New Publication: “How Reflection Enhances Task Factuality in the Use of Large Language Models” in JMIS (VHB A; FT50)












Working with AI








“Say as I Don’t Say”



In a new publication from our chair on the use of Large Language Models (LLMs), published in the Journal of Management Information Systems (VHB A; FT50), Prof. Adam and other researchers shows that LLMs are most useful when they do more than simply agree with us. The best outcomes arise when users critically reflect on their own assumptions while the AI challenges their thinking.


The takeaway: treat LLMs as sparring partners – question, test, and refine ideas instead of passively accepting their answers.



Martin Adam: “I am particularly proud of this project because it originated through back-and-forth reflections with others while teaching the use of LLMs.”





The paper can be accessed here:
https://www.tandfonline.com/doi/full/10.1080/07421222.2026.2692283






The following interview highlights the main idea of the publication:



AI as a Sparring Partner: How Critical Thinking Improves Collaboration with LLMs




Large Language Models like ChatGPT can make knowledge and ideas quickly available – but achieving high-quality results requires more than simply using them. A recent study in the Journal of Management Information Systems examines how people can improve the quality of collaboration with LLMs through reflection. We spoke with the author, Prof. Dr. Martin Adam, about the key insights.

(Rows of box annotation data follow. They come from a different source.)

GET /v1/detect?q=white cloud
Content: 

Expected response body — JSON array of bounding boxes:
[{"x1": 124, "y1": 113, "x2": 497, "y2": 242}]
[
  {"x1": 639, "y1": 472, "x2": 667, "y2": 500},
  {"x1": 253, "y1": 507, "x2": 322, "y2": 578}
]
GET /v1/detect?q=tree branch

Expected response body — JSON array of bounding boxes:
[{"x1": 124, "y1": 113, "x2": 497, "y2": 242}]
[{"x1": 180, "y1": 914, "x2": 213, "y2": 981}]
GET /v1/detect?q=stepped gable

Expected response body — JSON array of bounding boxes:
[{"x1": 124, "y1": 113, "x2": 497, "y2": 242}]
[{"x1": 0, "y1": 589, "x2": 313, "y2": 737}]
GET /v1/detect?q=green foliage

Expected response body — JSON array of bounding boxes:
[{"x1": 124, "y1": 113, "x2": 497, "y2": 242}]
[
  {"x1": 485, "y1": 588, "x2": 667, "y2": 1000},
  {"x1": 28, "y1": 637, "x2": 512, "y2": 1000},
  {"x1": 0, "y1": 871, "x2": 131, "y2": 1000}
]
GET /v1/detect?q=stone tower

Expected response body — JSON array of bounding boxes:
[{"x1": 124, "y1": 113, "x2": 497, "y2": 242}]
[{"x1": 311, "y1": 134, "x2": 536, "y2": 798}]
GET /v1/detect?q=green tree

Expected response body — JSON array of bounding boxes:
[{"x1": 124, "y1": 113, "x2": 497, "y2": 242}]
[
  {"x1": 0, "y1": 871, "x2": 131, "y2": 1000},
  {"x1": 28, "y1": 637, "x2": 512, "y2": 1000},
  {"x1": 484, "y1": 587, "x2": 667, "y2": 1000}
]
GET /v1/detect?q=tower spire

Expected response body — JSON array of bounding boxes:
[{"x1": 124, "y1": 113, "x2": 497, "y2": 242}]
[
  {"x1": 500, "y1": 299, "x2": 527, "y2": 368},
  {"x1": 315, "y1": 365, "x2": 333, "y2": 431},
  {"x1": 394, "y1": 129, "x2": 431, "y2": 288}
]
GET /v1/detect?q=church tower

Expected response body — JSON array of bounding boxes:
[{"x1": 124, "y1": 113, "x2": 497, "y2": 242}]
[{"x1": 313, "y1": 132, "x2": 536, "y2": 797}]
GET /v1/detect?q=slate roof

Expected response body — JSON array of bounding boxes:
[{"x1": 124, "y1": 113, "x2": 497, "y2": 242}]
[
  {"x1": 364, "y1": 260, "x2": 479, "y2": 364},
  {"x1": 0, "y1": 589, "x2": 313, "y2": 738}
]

Professor Adam, what was the core question of your study?




We are interested in how humans can collaborate with LLMs without either blindly trusting them or prematurely rejecting their support. Both extremes are problematic. Therefore, we view reflection as a central mechanism: users should consciously compare what they themselves know about a topic with the LLM's responses and actively question contradictions or new perspectives.





What form of collaboration leads to the best results?




Particularly effective is the combination of dialogic thinking and an adversarial interaction with the LLM. Dialogic thinking means not just slightly adjusting one's own assumptions, but being able to fundamentally question them. At the same time, the LLM should not simply agree, but provide counterarguments, point out weaknesses, and introduce alternative perspectives. In our findings, precisely this combination leads to a higher factual quality of the work outcomes.




What common mistakes do users make when working with generative AI?




A common problem is that convincingly formulated answers are accepted too quickly. As a result, people give up a part of their own cognitive responsibility to the system. We speak here of the importance of cognitive primacy: the human should retain mental control. An LLM can provide new information and perspectives, but the evaluation and contextualization should remain with the human.




What does this mean in practical terms for companies and universities?




We should view LLMs less as all-knowing assistants and more as sparring partners. This can also be put into practice very easily: instead of just asking for a solution, one can prompt the model to criticize one's own arguments, take up counter-positions, or identify potential errors.




For organizations, this means not only providing access to generative AI, but also developing the competencies needed to use it reflectively. The goal should not be to replace human thinking with AI, but to strengthen it through productive friction.




What is your main recommendation for working with LLMs?




Leverage the strengths of AI—but remain in control of your own thinking. Effective human–AI collaboration does not come from the system agreeing with us as often as possible. It emerges when humans and AI challenge each other.